NTT DoCoMo and Tokio Marine Nichido’s One-Time Insurance service, for example, allows DoCoMo subscribers to use their mobile phones to quickly secure discrete amounts of insurance for travel and special events, such as auto insurance for an uninsured driver who borrows a friend’s car for a weekend trip. (Participating insurers, in turn, leverage available subscriber and context data to calculate and price risk for each transaction.)
 
The service represents a new sales channel for participating insurers and has also spawned new insurance products.
 
From the perspective of traditional companies, telcos’ value proposition on these fronts stands to be quite compelling. The challenge for telcos will be to deliver on it.
 
Overcoming concerns, possession of the ‘bit pipe’
Telco Deep Dive: New uses for telcos’ core assets

In order to provide a credible offering to traditional companies, telcos will need to address consumers’ concerns about the use of their personal data. Indeed, our research indicates that fully 70% of consumers are concerned about this issue. (See “The Value of Our Digital Identity,” BCG article, November 2012.)
 
Telcos will also need to ensure that consumers view the ‘loan’ of their personal data as not just safe but also advantageous to themselves.
 
To clear both hurdles, telcos will need to design services with several objectives in mind. One is trust. Consumers must be convinced that their personal data will be secure and not used to their disadvantage. Another must-have is transparency. Consumers need to know which personal data will be accessible to a given company and how it will be used.
 
Additional imperatives are control and convenience. Consumers must be allowed to see and use ‘their’ data. The service must also make it easy for them to opt in – or out – of the agreement and control which specific data is shared. And the service must be simple to use and understand.
 
A final necessary element in the design of such services is real benefits. In today’s model, consumers usually get a service, such as a ‘free’ e-mail address, in exchange for the use of their data. The value of the service to consumers is potentially far less than the value that the company derives from the use of their data.
 
Telcos can help consumers and companies understand the data’s real value, with the aim of compensating consumers fairly – possibly with a direct monetary payment or a credit to their account.
 
Provided it meets these imperatives, telcos’ offering to traditional companies could actually become a win-win-win, because consumers will reap advantages as well. By acting as an exchange, or data hub, that facilitates the use of personal data by both consumers and companies, telcos would be filling a void and adding considerable value for multiple stakeholders.
 
Other players could establish similar, competing services.

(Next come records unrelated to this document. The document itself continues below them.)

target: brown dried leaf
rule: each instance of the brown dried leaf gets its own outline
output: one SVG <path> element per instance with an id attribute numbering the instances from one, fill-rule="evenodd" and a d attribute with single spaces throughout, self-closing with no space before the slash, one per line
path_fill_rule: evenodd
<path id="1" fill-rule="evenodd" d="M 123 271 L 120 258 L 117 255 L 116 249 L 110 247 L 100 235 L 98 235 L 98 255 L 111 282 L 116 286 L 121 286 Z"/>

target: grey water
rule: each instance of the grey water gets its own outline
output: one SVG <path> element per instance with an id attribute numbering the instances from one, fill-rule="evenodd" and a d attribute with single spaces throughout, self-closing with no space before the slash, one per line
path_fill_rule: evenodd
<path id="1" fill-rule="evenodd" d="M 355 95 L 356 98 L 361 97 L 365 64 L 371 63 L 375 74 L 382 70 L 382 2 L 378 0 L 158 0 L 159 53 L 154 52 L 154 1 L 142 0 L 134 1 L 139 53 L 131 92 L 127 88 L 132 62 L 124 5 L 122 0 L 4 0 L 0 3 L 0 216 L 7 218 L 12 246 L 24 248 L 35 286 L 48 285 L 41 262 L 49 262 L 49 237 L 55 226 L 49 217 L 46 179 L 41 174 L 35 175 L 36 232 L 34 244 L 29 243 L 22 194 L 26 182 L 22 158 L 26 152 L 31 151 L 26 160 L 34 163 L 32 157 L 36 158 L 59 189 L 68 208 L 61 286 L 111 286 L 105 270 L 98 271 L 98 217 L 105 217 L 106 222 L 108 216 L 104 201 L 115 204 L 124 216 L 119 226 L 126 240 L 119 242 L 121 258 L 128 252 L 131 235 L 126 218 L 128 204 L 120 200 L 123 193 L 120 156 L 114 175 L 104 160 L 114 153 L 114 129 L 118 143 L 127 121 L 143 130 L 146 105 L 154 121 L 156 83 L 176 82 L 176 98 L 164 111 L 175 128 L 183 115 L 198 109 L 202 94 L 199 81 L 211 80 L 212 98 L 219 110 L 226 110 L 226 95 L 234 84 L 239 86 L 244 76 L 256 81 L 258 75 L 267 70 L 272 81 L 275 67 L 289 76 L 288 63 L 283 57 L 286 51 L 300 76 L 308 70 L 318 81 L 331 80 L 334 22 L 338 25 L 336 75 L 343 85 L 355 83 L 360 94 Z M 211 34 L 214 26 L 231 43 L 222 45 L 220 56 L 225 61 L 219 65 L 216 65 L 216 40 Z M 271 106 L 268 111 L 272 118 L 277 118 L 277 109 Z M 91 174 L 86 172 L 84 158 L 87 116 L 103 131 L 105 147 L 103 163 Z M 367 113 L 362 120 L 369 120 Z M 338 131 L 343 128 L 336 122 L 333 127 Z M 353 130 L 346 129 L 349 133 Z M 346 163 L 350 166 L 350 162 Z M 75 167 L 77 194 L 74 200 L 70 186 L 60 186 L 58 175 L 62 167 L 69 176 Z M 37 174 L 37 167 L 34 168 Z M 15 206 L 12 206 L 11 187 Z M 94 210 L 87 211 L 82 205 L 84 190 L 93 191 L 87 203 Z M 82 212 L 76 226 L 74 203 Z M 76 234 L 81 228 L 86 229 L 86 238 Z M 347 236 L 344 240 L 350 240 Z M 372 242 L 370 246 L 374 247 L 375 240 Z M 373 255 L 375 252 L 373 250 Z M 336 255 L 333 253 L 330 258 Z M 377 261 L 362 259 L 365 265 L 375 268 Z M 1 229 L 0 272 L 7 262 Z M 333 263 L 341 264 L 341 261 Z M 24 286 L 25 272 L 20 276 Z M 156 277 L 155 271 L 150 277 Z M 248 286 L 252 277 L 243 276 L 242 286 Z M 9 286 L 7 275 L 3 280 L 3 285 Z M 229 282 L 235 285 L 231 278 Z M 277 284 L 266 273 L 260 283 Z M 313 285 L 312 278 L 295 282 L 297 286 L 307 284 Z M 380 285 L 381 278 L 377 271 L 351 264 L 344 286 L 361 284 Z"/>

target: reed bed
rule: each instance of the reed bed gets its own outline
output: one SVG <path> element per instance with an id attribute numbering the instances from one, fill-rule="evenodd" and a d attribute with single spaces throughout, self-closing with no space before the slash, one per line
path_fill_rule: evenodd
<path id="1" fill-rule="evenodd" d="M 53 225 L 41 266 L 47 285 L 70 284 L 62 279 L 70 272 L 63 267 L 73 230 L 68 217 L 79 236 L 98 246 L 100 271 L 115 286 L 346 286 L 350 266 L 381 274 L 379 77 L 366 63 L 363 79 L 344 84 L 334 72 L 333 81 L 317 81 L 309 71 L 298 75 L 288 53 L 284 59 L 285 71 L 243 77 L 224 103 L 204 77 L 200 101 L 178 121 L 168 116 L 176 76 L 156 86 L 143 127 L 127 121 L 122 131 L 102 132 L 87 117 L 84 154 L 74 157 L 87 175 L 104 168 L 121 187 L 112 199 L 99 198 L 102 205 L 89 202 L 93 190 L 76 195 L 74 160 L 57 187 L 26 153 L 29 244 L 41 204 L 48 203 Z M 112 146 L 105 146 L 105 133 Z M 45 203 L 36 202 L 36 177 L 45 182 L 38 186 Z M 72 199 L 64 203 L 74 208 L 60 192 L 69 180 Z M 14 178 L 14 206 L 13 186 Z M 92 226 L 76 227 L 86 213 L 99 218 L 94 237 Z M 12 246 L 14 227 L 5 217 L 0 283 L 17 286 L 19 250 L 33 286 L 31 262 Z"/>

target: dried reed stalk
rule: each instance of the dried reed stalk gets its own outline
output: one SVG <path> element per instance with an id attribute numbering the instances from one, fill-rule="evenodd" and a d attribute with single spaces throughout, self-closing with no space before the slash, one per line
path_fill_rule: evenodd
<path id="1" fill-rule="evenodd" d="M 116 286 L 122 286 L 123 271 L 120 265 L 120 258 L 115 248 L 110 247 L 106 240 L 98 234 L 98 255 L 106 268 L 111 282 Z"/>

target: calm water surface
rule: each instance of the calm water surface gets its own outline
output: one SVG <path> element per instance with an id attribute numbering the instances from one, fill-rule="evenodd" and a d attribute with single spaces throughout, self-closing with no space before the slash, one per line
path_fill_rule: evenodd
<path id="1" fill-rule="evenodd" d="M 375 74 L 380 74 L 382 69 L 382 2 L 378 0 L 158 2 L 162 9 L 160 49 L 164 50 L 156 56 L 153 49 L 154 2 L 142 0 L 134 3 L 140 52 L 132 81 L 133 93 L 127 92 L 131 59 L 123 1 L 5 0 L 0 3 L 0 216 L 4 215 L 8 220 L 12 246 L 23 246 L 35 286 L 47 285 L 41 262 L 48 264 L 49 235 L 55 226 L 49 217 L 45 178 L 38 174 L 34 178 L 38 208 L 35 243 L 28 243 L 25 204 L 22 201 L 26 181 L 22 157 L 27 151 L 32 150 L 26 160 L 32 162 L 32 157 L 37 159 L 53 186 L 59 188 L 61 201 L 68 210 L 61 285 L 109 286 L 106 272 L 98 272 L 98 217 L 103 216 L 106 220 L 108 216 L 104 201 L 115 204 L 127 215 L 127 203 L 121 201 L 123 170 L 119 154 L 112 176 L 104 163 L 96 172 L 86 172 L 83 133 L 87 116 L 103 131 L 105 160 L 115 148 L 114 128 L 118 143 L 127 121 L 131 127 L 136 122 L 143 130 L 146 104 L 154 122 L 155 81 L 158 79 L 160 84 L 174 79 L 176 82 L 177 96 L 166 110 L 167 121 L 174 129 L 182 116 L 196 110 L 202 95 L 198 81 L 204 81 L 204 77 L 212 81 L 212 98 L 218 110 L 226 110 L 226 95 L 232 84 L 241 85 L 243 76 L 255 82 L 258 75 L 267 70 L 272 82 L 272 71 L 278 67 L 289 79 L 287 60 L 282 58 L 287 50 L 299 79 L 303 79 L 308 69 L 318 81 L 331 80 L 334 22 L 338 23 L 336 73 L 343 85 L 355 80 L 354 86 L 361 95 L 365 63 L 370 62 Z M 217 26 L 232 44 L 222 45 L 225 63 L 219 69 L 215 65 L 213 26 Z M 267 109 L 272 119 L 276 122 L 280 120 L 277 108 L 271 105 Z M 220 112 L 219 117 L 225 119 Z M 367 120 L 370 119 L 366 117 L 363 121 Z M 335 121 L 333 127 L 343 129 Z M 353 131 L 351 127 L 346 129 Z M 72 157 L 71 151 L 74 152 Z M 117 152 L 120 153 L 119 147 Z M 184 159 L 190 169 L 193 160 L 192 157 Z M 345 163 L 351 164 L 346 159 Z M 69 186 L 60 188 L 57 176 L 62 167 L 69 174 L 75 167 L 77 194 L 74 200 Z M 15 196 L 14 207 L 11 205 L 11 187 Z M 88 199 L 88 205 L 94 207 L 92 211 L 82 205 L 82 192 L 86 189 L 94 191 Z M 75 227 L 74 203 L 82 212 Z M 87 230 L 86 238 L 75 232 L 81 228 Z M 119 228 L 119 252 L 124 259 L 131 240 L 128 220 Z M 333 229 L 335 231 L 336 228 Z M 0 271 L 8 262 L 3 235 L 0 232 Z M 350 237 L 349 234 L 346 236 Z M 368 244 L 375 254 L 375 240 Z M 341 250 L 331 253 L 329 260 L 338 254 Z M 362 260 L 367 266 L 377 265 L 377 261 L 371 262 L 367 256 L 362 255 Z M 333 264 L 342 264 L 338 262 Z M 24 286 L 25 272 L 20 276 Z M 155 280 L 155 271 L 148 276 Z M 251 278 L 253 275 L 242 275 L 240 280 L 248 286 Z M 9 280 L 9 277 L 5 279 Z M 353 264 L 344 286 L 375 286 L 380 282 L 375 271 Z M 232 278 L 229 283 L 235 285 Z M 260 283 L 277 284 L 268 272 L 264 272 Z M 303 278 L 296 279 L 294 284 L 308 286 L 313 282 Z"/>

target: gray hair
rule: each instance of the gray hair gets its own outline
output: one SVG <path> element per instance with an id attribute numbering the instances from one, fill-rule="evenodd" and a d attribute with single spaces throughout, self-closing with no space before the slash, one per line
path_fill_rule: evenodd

But telcos have two compelling advantages here (beyond their access to a large customer base and related data).
 
First, they sit on the ‘bit pipe’ through which all the data flows. This allows telcos to control which data (for example, a consumer’s browsing history) actually reaches third parties.
 
Second, as our research shows, telcos often enjoy a relatively high degree of trust among consumers, especially relative to ‘over the top’ (OTT) players, or Internet service providers.
 
The combination affords telcos a powerful competitive edge in developing winning new products and services. Telcos could, for example, offer fully encapsulated security mechanisms that limit the use of any personal data collected by OTT players. They could also, with consumers’ consent, offer services that use personal data for specific purposes.